Witnesses before legislative committees and the civil rights commission consistently related similar instances where American Indians were stopped for minor offenses when non-Indian drivers were not stopped. If there were more than one person in the car, identification from all passengers was requested, because, some law enforcement agents said, they were checking for outstanding arrest warrants. Witnesses said non-Indian violators were not treated in the same manner.
Four bills that deal with racial profiling are pending in Congress . The Senate bill introduced by Sen. Russell Feingold, D-Wis., stated in its finding section that “statistical evidence from across the country demonstrates that such racial profiling is a real and measurable phenomenon.”
The bill, S.989, would place a prohibition on racial profiling, collect data on routine investigating activities and submit the data to the attorney general, provide for independent investigations of complaints alleging racial profiling and allow for discipline of law enforcement officers who engage in racial profiling.
Funds would be provided for training to prevent racial profiling and encourage more respectful interaction with the public; acquisition of technology to facilitate collection of data and verify accuracy; develop systems that could warn about officers that violate procedures and improve or establish management systems that hold supervisors accountable.

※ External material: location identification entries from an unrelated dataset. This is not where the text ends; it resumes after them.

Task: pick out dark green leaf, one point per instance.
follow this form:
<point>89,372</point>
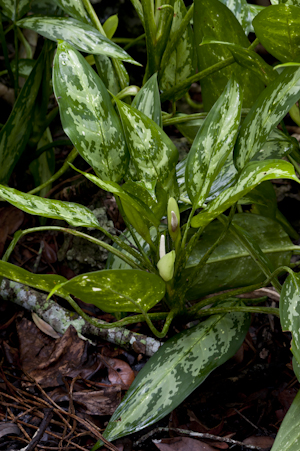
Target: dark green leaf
<point>214,143</point>
<point>254,173</point>
<point>175,370</point>
<point>213,19</point>
<point>82,36</point>
<point>115,290</point>
<point>148,100</point>
<point>75,214</point>
<point>16,132</point>
<point>269,109</point>
<point>87,114</point>
<point>277,28</point>
<point>153,153</point>
<point>230,265</point>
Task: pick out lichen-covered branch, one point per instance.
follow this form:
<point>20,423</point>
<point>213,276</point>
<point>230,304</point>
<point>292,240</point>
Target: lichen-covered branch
<point>60,318</point>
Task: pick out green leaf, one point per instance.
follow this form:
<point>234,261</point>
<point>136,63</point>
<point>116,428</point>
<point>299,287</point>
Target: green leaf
<point>214,143</point>
<point>148,100</point>
<point>74,214</point>
<point>241,10</point>
<point>117,190</point>
<point>16,132</point>
<point>43,282</point>
<point>87,114</point>
<point>73,8</point>
<point>182,62</point>
<point>175,370</point>
<point>288,435</point>
<point>110,26</point>
<point>254,173</point>
<point>82,36</point>
<point>153,153</point>
<point>277,28</point>
<point>269,109</point>
<point>213,19</point>
<point>15,9</point>
<point>117,290</point>
<point>289,308</point>
<point>230,265</point>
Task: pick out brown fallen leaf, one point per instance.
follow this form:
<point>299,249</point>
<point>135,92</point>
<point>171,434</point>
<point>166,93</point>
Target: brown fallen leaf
<point>182,444</point>
<point>10,220</point>
<point>48,360</point>
<point>261,442</point>
<point>119,372</point>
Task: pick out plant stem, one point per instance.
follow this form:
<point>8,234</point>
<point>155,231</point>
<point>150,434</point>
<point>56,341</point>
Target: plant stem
<point>71,157</point>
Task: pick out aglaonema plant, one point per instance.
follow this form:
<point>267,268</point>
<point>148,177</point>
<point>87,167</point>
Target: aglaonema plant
<point>234,154</point>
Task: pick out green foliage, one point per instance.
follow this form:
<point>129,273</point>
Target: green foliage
<point>163,259</point>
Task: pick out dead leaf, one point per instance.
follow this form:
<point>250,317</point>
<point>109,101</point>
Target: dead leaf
<point>261,442</point>
<point>48,360</point>
<point>182,444</point>
<point>10,220</point>
<point>119,372</point>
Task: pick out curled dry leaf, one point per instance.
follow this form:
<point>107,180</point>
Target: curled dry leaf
<point>44,327</point>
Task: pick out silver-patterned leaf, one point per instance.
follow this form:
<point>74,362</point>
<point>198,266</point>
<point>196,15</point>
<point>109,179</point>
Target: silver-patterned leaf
<point>268,110</point>
<point>214,143</point>
<point>175,370</point>
<point>153,153</point>
<point>87,114</point>
<point>254,173</point>
<point>82,36</point>
<point>74,214</point>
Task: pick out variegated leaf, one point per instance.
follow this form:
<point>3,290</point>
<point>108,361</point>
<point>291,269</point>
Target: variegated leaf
<point>290,310</point>
<point>182,62</point>
<point>214,143</point>
<point>277,28</point>
<point>230,266</point>
<point>254,173</point>
<point>148,100</point>
<point>116,290</point>
<point>288,437</point>
<point>73,8</point>
<point>87,114</point>
<point>175,370</point>
<point>269,109</point>
<point>82,36</point>
<point>15,9</point>
<point>240,9</point>
<point>74,214</point>
<point>16,132</point>
<point>153,153</point>
<point>117,190</point>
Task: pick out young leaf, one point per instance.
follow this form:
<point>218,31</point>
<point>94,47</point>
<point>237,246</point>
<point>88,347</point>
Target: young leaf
<point>175,370</point>
<point>213,19</point>
<point>82,36</point>
<point>277,28</point>
<point>254,173</point>
<point>213,143</point>
<point>16,132</point>
<point>74,214</point>
<point>148,100</point>
<point>87,114</point>
<point>153,153</point>
<point>288,436</point>
<point>230,265</point>
<point>290,310</point>
<point>117,290</point>
<point>269,109</point>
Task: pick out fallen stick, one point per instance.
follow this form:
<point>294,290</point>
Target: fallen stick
<point>60,319</point>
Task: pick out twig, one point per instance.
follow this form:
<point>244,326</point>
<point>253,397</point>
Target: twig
<point>60,319</point>
<point>198,435</point>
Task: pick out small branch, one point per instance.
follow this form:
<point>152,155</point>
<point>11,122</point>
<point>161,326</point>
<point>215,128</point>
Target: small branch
<point>60,319</point>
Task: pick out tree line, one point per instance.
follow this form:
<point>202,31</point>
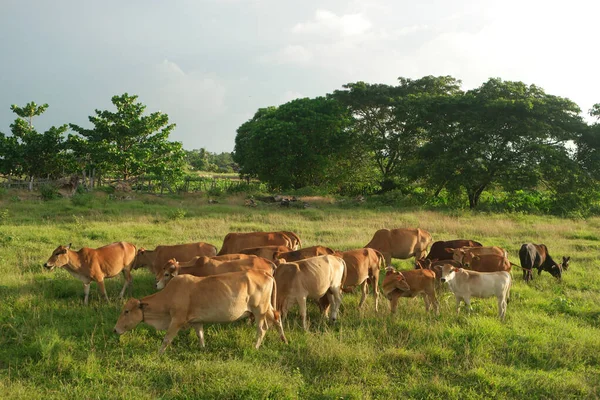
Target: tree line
<point>427,134</point>
<point>124,144</point>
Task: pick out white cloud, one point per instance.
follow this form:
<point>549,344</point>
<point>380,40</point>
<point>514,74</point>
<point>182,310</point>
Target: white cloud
<point>326,22</point>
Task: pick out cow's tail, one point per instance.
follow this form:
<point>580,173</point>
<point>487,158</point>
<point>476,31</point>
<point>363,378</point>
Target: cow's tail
<point>276,314</point>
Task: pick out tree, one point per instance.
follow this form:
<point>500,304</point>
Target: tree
<point>298,144</point>
<point>128,143</point>
<point>388,122</point>
<point>497,133</point>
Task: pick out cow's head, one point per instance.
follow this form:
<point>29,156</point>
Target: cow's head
<point>132,314</point>
<point>448,272</point>
<point>142,258</point>
<point>59,258</point>
<point>168,272</point>
<point>565,263</point>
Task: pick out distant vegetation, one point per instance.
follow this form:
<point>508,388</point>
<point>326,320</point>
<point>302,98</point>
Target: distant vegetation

Three bills were introduced in the House.
Racial profiling is not the only injustice that American Indians experience in various parts of the country. The untold stories of a population imbalance in state and federal prisons is ongoing. The fact that an American Indian who commits a criminal misdemeanor on a reservation will face federal jurisdiction instead of local is in itself to many in the legal profession a travesty of justice. Tribal courts cannot try criminal cases. That is left up to the federal courts that have to abide by set sentencing guidelines.
States and tribes have more flexibility in their sentencing and can offer early parole, where federal guidelines do not, Oglala Sioux Tribal Judge Andrew Lee said.
U.S. District Judge Charles Kornman of South Dakota argues that living conditions on reservations should be taken into consideration when Congress imposes sentencing guidelines and he said the inflexible form should not apply to American Indians.
“Too often are (federal judges) required to impose sentences based on injustice rather than justice ? ,” Kornmann said.
Kornmann was one of the first federal judges to speak out against the current practice of sentencing guidelines and he made an impassioned plea to Congress and the Sentencing Commission to allow federal judges more leniency to show mercy and understanding when an American Indian offender is sentenced in federal court but the offense warranted state court.